- Professor at Institute of Japan Studies
- Classical Japanese Literature
Let's travel the fertile world of the classics together!
The topic of my research is waka poetry of Japan's medieval period (12th to 16th centuries). I am interested in medieval waka poetry as intellectual literature which recreated the classical world before it into a new world. I aim to understand this from a historical perspective and also explore how contemporary people responded to it.
The reason that the classics are still read today is surely due to their outstanding quality. In order to interpret such works precisely, in my lectures we look at them not only in printed type but also in a form close to the original texts. Both students researching Japanese literature and those in fields related to Japanese language--even those who are focused on topics in the modern period--should get acquainted with hand-copied manuscript books (shahon) and woodblock printed books (hanpon). I am very keen for students to become aware of the kinds of paper and the kinds of characters that were used, and what forms such works took in the classical period. As part of my seminar class we also go to an exhibition of classical texts about twice a year to be able to look at originals that we do not normally have the opportunity to see.
I will be teaching classes in "Japanese Culture Studies" and "Research in Comparative Literature and Culture," for students across both masters' programs. As the Japan Studies program aims to look at Japan from an international perspective, I would like students from outside of Japan who have never been in contact with classical Japanese, and Japanese students who have forgotten the classical Japanese they learned in high school to be able to read such works as an introduction (or reintroduction) to classical Japanese. Even if they do not reach a level at which they are able to read the texts with ease, the experience of working with such classical documents will help students to become aware of comparisons, contrasts, and other new viewpoints in their fields of specialization.

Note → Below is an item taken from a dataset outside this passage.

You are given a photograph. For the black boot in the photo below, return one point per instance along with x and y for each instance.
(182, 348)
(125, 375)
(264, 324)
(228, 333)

There is a broad range of fields related to classical Japanese, and I also do not limit myself to the medieval period--in the past year, I have been concentrating on a commentary for an anthology of Masaoka Shiki's poetry. My students are also involved in research across a range of topics. I have been teaching classical Japanese here at TUFS for almost 30 years now, and I am happy when I get news of graduates who are highly active in research in their own countries. In fact, some of the international students that I am supervising now are students of those graduates. The Japan Studies program is unique in that students from Japan and overseas, from various different cultural backgrounds, study classical Japanese literature together and tackle research that allows them to make use of their respective strengths.